After school, Chloe kept close to home. She and her three siblings would dance to her grandfather’s violin or the songs of her mother, Ramah. “She had the most beautiful singing voice in the world, and she could sing anything,” Morrison says. “People used to come from all around to hear her in church, and go weeping.”
At night her parents told R-rated ghost stories, like one about a murdered wife who returned home holding her own severed head. The following evening, the kids had to retell the tales with variations: Maybe it was snowing, or there was blood dripping from the head. “This was all language,” she says now. There were also fifteen-minute plays on the radio, which “influenced me as much if not more,” she remembers. “If they said ‘green,’ you had to figure out in your head what shade that was. And you only heard voices. So everything else you had to build, imagine. Everything.”
Morrison’s neat, pretty house on the Hudson looks nothing like the squat boathouse she bought in the late seventies, on the same plot of riverbank. “In those days,” she says, “people didn’t move this close to the water. Now it’s like the most expensive property in the village.” A few months after she won the Nobel Prize, the boathouse burned down “to the Earth.” Her son Slade was in the house when an errant cinder leaped out of the fireplace; he escaped, but much of the family memorabilia was gone—a loss that still brings her to the verge of tears.
The house built in its place is warm and colorful, enlivened with African sculptures and tureens and abstract art and a spiral staircase. But there’s something a little too new about it. Though Slade was an abstract painter, none of this work is his; it’s been put into storage. One closet hides an elevator, which Morrison presciently installed not long before her hip replacement in 2010. “I have gotten up to fourteen minutes of walking,” she says. “I go outside, around the decks.” Before she retired from teaching in 2006, Morrison had two other homes, one in Princeton and a skylighted split-level in Nolita. She also owns a couple buildings upriver. And just a few weeks ago, she rented a new Manhattan apartment. She’s attributed her house-gluttony to all those childhood evictions.

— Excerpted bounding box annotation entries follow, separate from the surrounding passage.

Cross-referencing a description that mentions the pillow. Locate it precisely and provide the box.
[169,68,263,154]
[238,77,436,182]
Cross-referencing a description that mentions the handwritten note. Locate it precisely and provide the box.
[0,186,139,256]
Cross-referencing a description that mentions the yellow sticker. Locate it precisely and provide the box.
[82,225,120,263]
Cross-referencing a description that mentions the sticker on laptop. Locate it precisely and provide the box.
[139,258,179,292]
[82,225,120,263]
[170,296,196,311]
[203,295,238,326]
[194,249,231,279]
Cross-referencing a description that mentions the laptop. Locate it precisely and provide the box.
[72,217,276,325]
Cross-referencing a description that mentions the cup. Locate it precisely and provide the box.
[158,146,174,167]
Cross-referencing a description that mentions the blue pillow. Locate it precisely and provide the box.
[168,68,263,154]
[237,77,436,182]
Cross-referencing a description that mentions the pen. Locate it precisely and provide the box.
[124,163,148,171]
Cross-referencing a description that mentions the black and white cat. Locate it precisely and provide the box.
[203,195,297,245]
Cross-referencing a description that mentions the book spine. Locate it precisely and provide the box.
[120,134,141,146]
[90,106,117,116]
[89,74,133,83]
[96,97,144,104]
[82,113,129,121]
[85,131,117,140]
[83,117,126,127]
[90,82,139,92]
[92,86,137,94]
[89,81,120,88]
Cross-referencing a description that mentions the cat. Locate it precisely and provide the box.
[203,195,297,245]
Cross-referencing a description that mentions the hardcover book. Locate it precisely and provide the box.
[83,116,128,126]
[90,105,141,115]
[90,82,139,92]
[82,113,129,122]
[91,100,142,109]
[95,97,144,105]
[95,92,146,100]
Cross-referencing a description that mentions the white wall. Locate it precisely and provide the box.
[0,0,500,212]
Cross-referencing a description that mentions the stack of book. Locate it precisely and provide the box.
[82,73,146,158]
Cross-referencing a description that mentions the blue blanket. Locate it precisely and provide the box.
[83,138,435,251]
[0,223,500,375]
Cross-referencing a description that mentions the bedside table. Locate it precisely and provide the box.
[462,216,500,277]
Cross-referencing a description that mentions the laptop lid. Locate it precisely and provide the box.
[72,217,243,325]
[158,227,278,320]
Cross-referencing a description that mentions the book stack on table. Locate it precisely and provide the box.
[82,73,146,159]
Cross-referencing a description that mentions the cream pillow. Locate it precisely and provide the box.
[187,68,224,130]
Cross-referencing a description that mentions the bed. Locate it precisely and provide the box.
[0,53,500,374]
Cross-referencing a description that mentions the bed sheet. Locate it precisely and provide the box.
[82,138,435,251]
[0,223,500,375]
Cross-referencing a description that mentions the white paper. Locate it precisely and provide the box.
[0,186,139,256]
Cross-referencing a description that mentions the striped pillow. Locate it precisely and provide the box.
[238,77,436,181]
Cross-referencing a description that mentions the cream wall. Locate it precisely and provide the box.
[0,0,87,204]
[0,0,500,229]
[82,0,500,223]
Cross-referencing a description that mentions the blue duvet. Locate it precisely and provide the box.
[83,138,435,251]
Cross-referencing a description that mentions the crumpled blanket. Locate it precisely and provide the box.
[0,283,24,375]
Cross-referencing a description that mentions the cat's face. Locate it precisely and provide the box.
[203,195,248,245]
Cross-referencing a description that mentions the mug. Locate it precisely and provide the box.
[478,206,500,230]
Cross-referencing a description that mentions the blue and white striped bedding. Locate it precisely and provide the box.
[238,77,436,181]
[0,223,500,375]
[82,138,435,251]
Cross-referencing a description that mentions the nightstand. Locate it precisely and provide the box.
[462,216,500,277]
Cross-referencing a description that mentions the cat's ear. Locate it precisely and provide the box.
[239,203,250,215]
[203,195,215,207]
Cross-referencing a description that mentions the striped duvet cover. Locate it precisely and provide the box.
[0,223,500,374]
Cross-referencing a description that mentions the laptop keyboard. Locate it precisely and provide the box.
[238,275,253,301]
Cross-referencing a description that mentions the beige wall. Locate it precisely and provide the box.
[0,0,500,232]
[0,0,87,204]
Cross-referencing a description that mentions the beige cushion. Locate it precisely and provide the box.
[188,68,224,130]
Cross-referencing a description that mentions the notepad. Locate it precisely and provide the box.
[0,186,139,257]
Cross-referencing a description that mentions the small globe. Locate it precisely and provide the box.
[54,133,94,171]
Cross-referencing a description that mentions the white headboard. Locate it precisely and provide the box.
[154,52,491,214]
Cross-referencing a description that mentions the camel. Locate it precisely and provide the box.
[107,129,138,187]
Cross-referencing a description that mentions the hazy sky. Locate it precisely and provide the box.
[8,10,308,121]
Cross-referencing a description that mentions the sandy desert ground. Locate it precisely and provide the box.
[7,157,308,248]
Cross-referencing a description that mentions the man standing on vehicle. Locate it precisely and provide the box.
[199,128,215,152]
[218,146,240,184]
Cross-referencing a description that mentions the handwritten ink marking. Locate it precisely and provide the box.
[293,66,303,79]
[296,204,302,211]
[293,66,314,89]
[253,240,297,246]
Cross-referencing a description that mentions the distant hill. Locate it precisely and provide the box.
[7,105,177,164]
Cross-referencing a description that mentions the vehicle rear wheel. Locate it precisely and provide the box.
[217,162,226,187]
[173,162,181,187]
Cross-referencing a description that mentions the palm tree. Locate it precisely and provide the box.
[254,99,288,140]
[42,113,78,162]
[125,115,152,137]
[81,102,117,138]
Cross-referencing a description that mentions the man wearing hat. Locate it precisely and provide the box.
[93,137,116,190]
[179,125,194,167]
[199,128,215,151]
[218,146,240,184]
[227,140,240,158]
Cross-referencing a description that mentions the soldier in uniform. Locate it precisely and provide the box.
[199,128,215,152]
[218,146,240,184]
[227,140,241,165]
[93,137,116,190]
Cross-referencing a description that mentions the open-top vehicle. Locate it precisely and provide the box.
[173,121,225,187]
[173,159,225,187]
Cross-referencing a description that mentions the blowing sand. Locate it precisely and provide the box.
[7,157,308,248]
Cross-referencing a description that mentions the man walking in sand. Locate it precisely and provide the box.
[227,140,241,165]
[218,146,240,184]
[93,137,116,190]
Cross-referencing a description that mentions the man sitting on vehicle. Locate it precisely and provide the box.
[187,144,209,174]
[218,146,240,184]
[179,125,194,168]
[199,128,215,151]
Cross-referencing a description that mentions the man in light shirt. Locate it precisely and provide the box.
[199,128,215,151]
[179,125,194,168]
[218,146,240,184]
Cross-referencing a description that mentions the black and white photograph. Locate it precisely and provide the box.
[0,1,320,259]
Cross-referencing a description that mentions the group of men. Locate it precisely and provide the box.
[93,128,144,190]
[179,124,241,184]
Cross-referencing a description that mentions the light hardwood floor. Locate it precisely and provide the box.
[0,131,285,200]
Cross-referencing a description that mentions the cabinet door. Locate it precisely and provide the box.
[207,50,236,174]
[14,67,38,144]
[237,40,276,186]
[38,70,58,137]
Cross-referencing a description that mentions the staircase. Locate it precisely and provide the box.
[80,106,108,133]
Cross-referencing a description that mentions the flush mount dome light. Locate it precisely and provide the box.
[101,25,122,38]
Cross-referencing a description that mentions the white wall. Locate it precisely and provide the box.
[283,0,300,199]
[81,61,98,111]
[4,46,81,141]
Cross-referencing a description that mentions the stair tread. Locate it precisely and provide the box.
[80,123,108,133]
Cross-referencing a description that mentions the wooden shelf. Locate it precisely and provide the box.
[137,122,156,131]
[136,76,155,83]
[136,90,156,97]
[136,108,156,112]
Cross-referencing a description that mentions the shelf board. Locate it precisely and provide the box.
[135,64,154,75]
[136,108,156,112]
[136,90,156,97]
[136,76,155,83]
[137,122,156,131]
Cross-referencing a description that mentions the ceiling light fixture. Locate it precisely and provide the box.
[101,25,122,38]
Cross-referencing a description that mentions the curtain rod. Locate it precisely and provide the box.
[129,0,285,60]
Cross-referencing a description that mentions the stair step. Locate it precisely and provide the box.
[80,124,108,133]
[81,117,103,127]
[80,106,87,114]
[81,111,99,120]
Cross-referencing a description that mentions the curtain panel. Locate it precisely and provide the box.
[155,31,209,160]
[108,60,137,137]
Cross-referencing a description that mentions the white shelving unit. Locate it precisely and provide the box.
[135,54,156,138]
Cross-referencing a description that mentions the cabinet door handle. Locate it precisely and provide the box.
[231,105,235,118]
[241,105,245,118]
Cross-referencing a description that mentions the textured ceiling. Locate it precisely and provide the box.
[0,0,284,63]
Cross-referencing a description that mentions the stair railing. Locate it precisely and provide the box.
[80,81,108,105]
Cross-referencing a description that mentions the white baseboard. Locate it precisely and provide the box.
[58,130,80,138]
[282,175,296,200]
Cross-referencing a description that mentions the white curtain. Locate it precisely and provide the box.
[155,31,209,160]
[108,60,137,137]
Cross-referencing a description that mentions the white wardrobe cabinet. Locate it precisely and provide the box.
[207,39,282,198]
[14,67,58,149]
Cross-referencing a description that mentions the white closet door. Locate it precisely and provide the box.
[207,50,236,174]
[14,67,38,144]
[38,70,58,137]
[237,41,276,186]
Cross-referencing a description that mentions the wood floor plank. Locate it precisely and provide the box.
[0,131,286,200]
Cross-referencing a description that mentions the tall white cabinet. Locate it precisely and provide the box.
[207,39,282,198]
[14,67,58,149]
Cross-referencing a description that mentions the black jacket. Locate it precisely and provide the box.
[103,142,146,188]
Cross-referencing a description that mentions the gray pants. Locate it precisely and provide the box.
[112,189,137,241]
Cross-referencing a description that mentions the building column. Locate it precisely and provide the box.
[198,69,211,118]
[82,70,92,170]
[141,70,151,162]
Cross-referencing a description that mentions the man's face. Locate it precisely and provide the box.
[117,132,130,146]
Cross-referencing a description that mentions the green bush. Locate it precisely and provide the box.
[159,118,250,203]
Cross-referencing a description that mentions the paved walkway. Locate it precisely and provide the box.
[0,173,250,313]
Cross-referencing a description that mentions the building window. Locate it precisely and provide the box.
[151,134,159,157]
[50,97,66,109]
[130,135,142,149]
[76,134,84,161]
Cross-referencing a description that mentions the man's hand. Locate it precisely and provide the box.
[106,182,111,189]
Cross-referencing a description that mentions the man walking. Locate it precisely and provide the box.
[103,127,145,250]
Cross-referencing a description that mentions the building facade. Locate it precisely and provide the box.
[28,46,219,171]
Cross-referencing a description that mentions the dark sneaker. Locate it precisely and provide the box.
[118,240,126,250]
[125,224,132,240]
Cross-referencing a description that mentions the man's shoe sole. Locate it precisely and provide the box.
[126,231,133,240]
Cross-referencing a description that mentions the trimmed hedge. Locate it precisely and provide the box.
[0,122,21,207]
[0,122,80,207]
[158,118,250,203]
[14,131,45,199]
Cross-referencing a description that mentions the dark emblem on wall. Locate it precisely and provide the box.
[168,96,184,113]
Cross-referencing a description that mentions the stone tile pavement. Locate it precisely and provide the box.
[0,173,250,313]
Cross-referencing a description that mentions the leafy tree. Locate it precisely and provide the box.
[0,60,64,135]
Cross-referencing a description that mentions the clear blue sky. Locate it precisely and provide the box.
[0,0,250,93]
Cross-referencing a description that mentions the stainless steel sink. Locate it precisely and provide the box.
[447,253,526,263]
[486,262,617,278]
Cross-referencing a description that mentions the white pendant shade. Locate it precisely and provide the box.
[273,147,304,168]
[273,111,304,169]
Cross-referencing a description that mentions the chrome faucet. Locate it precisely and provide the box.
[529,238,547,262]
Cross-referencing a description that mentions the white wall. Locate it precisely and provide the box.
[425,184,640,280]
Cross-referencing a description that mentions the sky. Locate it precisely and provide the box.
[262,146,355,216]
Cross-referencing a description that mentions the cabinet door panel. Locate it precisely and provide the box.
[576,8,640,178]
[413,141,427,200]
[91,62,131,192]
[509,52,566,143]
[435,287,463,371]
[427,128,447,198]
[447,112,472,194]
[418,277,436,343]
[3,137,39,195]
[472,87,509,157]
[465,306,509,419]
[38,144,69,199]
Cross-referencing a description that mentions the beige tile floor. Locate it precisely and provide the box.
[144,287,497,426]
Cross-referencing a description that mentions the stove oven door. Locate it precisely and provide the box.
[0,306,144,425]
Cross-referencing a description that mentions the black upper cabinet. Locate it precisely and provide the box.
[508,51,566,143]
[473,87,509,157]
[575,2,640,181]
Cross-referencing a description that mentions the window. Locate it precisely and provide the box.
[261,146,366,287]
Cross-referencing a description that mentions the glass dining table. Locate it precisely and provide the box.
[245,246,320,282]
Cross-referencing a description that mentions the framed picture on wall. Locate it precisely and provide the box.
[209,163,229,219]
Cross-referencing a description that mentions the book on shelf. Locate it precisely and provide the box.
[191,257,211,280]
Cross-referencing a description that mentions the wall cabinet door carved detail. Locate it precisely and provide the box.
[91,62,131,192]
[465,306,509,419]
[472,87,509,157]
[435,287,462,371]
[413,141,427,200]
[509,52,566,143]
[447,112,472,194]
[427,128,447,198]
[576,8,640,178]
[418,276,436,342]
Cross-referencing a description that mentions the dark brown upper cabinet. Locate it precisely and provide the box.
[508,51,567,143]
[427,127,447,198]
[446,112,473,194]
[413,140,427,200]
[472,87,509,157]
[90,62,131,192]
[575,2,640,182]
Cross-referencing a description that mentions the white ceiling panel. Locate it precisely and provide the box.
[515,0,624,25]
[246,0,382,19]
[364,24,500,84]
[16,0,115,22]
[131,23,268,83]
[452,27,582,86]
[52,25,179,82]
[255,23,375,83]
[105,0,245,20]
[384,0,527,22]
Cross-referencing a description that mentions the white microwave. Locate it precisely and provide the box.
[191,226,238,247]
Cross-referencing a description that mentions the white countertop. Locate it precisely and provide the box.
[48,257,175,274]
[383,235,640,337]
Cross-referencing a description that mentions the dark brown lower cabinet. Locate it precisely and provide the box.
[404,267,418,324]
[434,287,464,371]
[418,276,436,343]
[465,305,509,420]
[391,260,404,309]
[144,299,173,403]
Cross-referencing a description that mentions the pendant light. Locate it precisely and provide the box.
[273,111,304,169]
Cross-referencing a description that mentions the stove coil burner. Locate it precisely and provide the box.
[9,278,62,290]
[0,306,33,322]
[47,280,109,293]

The title of the new novel, Home, refers to Frank Money’s Georgia hometown, which lies at the end of a long, tortuous journey. Traumatized by atrocities in Korea and the Deep South of his childhood, Frank races back to save his sister from a sadistic white doctor. It’s an archetypal postwar homecoming story, reminiscent of The Odyssey. But it’s really about the upheavals that took Frank away from home in the first place, along with a generation of Korean War veterans and southern black migrants, during a supposedly tranquil and homey decade that was, for them, anything but.
Morrison’s fifties were very different from those of her haunted hero. She had opted for college at historically black Howard University, expecting some sort of Utopia for African-American intellectuals. Instead, she found herself in a segregated city (Washington, D.C.), on a campus segregated de facto by skin tone instead of race. The cruelties of racism were starker than in Ohio; even worse was the realization that its victims could be almost as cruel to their own kind. That Morrison’s firsthand political awareness came relatively late might, paradoxically, explain its importance in her work. “I had friends who lived in the South, and they absorbed it, and it doesn’t stand out as foreign to them,” she says. “But it does to me. So I look at it.” Yet it’s only now that Morrison is reexamining that decade for the first time. “Emmett Till was killed in 1955. It was all lying there, like seed corn—the seeds that blossomed in the sixties.”